In “Breaking Bad,” Walter White, in a memorable moment of desperation inside the crawl space in his home, bursts out sobbing, which turns into disturbing cackles echoing through the house. At the end of the original “Texas Chain Saw Massacre,” the final girl, Sally Hardesty, flees a masked killer by crawling into the back of a pickup truck, where her tears and screams turn to jittery laughter.
Such a conflation of emotions goes back centuries, at least to Shakespeare’s “Titus Andronicus,” a preposterous horror-comedy of the Elizabethan era that makes “M3gan” look prim and tasteful. When its title character laughs after he’s sent the decapitated heads of his sons along with his own severed hand (Google it), did the ticket buyers at the Globe smirk? What about when Titus’s brother retorts, sensibly: “Why dost thou laugh? It fits not with this hour.” The response can be played madly, exhausted or something in between: “Why, I have not another tear to shed.”

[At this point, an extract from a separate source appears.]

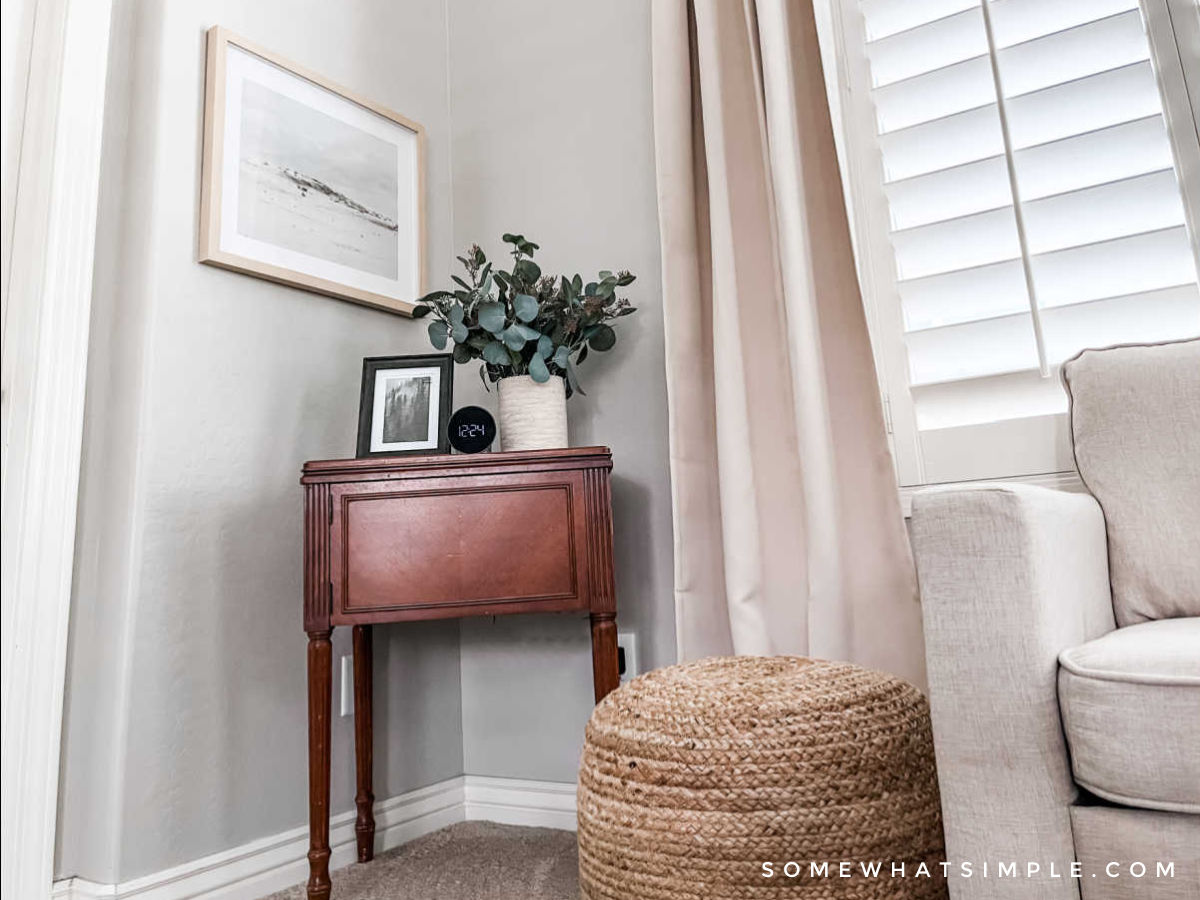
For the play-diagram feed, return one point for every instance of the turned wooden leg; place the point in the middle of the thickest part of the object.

Maybe the same is true of the chuckling detective. We meet him so briefly that it’s hard to know, though don’t be surprised if you see him again in the sequel, which has already been announced. Johnstone, who plans on directing it, made a point of reminding me that the police character didn’t die.
What makes that detective funny might not be that his laugh goes against the grain of expectations so much as that it accurately reflects the nature of human beings. People are unpredictable and awkward and paradoxical. Studio genre movies tend not to be, filled with familiar devices, types, rhythms. That laugh stands out because it adds the nonsense of real life to the mix. It’s the one moment in “M3gan” so weird that I can’t imagine an artificial intelligence coming up with it.